Advocating a strong state, Solzhenitsyn simultaneously demands from it a regional autonomy akin to Prince Kropotkin's anarchism. Although the writer proclaims his hatred for Kropotkin's "black flags from out of nowhere," yet his maximalism often comes close precisely to the early twentieth century anarcho-syndicalist when Cuban streetcar drivers wrote to their patriarch at Yasnaya Polyana: "Dear Comrade Tolstoy, we are pleased to report that our strike ended successfully..." Coal miners could have written something like that to Solzhenitsyn from the Kuznetsk coal basin or from Vorkuta, except that they would never mention a successful end.

Rebellion against liberal democracy currently takes place under the guise of conservatism. But once conservatives and reactionaries dare announce that Solzhenitsyn shares their ideas he will "excommunicate" them from his sect, even anathematize them (suffice it to recall his attitude to the last of the Romanovs and all monarchist projects). The Communists in Russia may have counted on Solzhenitsyn as an ally at first, but got only Govorukhin, a person worthy of only a brief screen biography bereft of talent and a petty political careerist.

Hardly any of our contemporaries could withstand Solzhenitsyn's tempestuous all-embracing rebellion whose genealogy reaches back through the mist of national and world epochs when people tended to come out with rash, totally unreal alternatives to the reality surrounding them. The Russian revolution emerged as a local manifestation of that trend, no more and no less.

Yet, there is one thing about this rebellion that is precious in our bloodstained century, something that obviously links Solzhenitsyn to Tolstoy: human life can by no means be thrown on the altar of some rebellious goals or another. Man can only be regarded as an end, not as a means.

Now this is a revolution as such against revolution that never bothered to think of the value of human life. Count Leo Tolstoy argued with Russian revolutionaries as heatedly as he did with the Romanovs. Aleksandr Solzhenitsyn in his attacks on modern civilization has gone and still goes to extremes and paradoxes that simply do not fit in with the pattern of our modern mentality, shell-shocked by history as it is. However, the revolutionary's final argument, violence, is carried beyond the margins of history. In the heat of the Chechnya War this "imperialist-imperiophile" said that if the Chechens wanted out, well, let them. Get fifty cottages ready for foreign embassies in Grozny, but then leave Russia bloody well alone, too.

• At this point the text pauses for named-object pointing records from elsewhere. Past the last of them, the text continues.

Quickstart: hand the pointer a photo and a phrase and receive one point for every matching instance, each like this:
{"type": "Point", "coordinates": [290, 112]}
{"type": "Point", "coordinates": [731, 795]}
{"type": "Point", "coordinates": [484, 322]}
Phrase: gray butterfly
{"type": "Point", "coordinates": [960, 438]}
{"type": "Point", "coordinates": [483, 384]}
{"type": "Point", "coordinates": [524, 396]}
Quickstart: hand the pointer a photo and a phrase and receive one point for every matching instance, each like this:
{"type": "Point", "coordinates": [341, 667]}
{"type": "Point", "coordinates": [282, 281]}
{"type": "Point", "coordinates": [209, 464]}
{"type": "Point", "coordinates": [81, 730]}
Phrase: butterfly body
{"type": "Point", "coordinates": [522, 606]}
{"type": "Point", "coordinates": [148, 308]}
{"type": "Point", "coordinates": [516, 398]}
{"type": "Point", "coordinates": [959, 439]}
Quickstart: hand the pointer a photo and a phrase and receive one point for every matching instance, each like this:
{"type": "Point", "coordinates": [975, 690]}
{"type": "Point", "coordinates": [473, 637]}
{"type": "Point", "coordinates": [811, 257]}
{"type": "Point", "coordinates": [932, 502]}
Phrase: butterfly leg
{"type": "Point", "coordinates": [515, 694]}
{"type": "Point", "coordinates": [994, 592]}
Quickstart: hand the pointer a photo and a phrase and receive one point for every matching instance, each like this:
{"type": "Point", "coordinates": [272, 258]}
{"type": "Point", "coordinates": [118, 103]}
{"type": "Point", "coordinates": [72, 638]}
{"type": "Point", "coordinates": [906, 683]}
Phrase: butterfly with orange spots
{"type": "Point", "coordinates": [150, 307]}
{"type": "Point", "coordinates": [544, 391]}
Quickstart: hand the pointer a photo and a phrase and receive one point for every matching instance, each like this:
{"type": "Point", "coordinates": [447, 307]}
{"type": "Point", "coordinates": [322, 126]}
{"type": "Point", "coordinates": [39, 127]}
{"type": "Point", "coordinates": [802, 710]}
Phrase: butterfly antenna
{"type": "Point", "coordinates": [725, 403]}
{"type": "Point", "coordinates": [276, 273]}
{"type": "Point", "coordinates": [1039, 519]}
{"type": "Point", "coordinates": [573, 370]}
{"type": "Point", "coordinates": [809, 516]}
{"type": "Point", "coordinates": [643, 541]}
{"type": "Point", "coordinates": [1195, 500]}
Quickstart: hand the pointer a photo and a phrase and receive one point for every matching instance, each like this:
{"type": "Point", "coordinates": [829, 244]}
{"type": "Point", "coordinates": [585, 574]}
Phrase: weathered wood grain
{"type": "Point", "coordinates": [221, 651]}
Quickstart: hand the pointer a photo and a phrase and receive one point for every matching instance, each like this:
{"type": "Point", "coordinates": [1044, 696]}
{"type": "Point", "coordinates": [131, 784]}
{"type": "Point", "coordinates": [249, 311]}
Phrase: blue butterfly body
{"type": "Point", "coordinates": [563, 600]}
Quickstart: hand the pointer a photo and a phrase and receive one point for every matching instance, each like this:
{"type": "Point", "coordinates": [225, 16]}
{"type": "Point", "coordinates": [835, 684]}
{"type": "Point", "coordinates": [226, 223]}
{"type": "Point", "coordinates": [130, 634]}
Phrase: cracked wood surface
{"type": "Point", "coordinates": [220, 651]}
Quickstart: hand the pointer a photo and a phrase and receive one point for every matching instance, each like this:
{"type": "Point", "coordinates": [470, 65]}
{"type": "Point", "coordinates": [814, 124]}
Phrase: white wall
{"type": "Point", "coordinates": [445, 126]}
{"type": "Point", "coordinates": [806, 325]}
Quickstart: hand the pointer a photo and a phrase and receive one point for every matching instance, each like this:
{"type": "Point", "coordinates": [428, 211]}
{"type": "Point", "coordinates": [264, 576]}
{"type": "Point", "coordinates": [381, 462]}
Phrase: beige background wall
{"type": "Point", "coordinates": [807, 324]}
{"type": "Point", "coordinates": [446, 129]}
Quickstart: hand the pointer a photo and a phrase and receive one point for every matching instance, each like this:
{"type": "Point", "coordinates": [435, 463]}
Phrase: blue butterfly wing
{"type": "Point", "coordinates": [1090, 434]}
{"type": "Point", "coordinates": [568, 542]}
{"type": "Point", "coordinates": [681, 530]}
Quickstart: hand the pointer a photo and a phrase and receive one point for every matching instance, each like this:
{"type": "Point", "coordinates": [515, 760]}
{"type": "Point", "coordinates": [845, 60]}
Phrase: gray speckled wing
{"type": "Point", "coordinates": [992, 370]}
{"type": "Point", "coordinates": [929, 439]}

Ukrainian patriots, especially those recently surfaced on the wave-crest of history, form a rich assortment of literary Ukrainophobia. Should one protect Solzhenitsyn from them? Should one remind that this "Ukrainophobe" was the first to portray a touching image of a Ukrainian peasant serving under Bandera's banners in one of his samizdat writings? That he constantly stresses his half-Ukrainian parentage? The trouble is that the writer's constant rebellion reduces to dust, in passing, everything that is a strategic obstacle in the road of Ukrainian self-assertion - and any other self-assertion, for that matter.

In the twilight of his mediocre literary career the Russian poet Benediktov wrote a "long line": "The world fought the serpent's venomous might ..." I don't know about the world, but Aleksandr Solzhenitsyn indeed fights the Beast.